同じようなことが何度も繰り返された後,初めて,「あと2週間の辛抱」「あと3週間の我慢」との言葉の後に,「じゃあ,訊くがな,その2週間後なり3週間後なりの後に,状況はどうなってんだよ?変わらないのか?良くなっているのか,それとも悪くなっているのか?はっきりしろ,この野郎!!」という質問(注3)に対する明確な答えが全くなかったことに気づいた.私がようやくそれと気づいたことを見計らったかのように,スローガンは「長い闘いになる」と変更された.「待っていれば(いいことあるかもしれないよ)」から,「耐え難きを耐えろ.いつかは終わるなんて贅沢は敵だ」との開き直りである.

賢者は歴史に学ぶ
「長い戦いになる」とは随分と悲観的な見解のように聞こえるが,当の大本営にとっては,「大本営よ永遠に」という「希望的観測」である.そもそも長い戦いとは,どんな長い戦いなのだろうか.誰も自分を愚者とは考えたくないから,ここは歴史に学ぶことにしよう.我が国で「長い戦い」と言われて真っ先に思い浮かぶのが4年近くにわたった大東亜戦争である.なるほど大本営2020から発せられるスローガンも往時を彷彿とさせるものとなっている.そう考えると,「85万人が重症となり42万人が死ぬ」という「青年将校の警鐘」が「本土決戦」という恫喝と重なってくる.そして大本営2020の多士済々(たしせいせい)ぶりも,元祖のそれと重なってくる.

東京裁判2021
いくら「長い闘いになる」と言っても,所詮は「踊る阿呆に見る阿呆」のお祭り騒ぎに過ぎない.大本営2020が解体された後に東京裁判が開かれる時期は,オリンピックが2021年に開催されるよりも遙かに高い確率で,2021年となる.大本営2020がそうであるように,マルクス/エンゲルスの言う通り(注2),東京裁判2021も悲劇とはならない(注4).だからあなたも安心して,自分独自のシナリオを描いてもらいたい.

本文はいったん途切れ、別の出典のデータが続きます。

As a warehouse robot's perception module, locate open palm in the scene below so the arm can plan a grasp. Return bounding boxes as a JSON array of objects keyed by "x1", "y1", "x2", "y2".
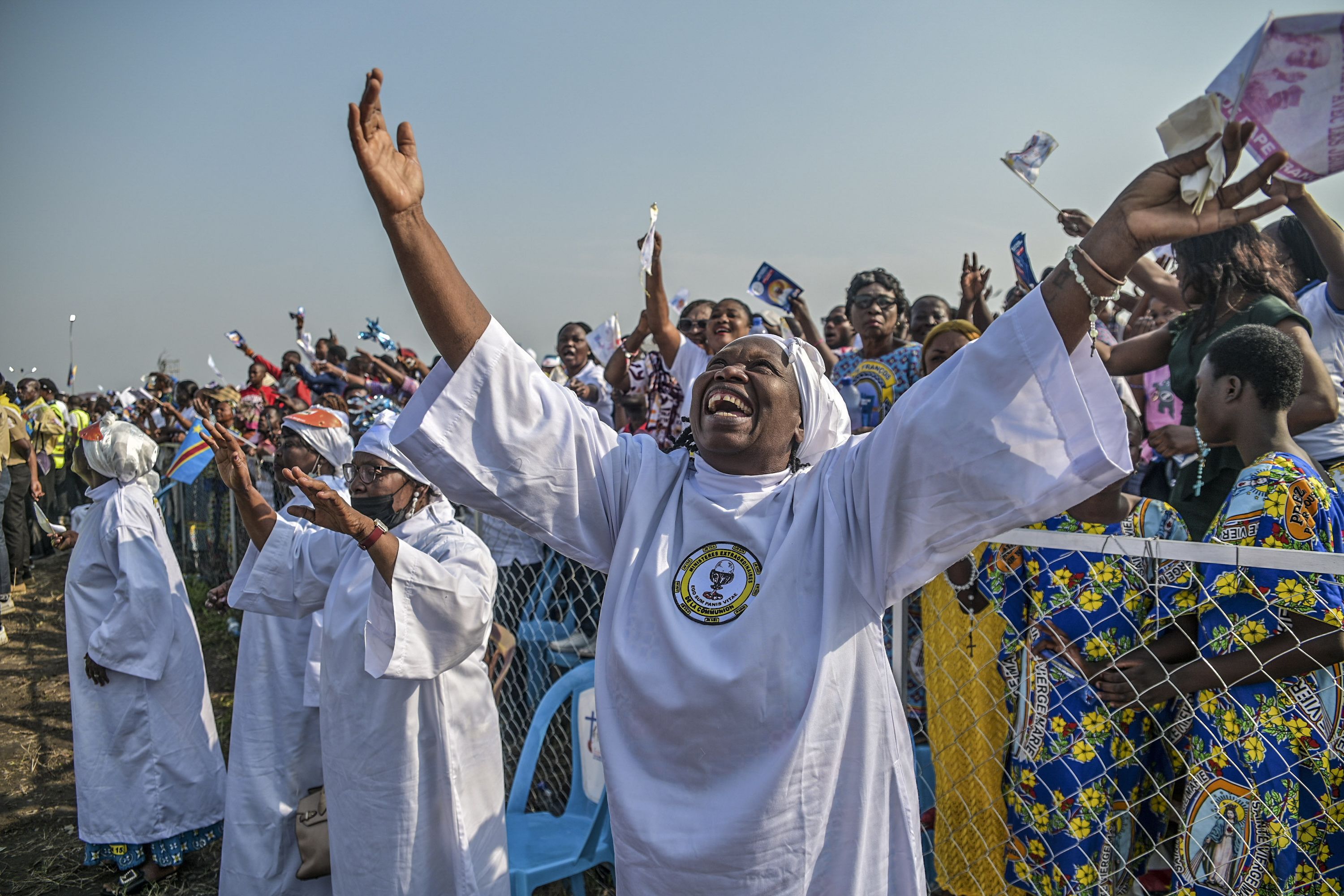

注1:冒頭に掲げたのは、一般に「愚者は経験に学び、賢者は歴史に学ぶ 」と訳されている言葉の出典である.非常に有名なビスマルクの格言だが、意訳の方が知られている。ビスマルク本人の言葉を直訳すると「愚者だけが自分の経験から学ぶと信じている。私はむしろ、最初から自分の誤りを避けるため、他人の経験から学ぶのを好む」.ここで注意されたいのは、ビスマルクの元の発言にはGeschichte 歴史という言葉が出てこない。しかし、これは誤訳ではないと私は思う.むしろ,時間という偉大な審査員の判定を受けた貴重な他人の経験を「歴史」の二文字で置き換えた訳者のセンスの良さに感心する.この場合,愚者と賢者は相容れない存在「ではない」常に自分を愚者であると考える謙虚な人間だけが,自分の失敗はもちろん、他人の失敗をも貪欲に自分の歴史として学び成長していける。ビスマルクの格言の本当の意味はそこにある.

注2:Google翻訳ではHegel noticed somewhere that all the great historical facts and figures happen, so to speak, twice. He forgot to add: one time as a tragedy, the other as a farce. つまりヘーゲルの言葉にマルクスが注釈をつけたものが→それ全体がマルクスの言葉のように捉えられているのが実情のようだ.さらに,この一節自体もマルクス・エンゲルス書簡集に由来するとのことで,そうなるとヘーゲルの原曲をマルクス,エンゲルスが共同で編曲したということになろうか.(以上,東京大学 泉谷 昌志先生からの御教示による 2020/5/4)

注3:35年前に受像機が故障して以来,テレビジョンで報道番組を見る機会のない私には,実際に記者会見の場でこのような質問が大本営2020に向かって投げかけられたかどうか,検証する由もない.しかし,近年,この質問に見られるような人物は,全て「反社会勢力」と見做され,日陰者どころか絶滅危惧種となり,晴れやかな記者会見の席なんぞにはとてもじゃないが加われないことは知っている.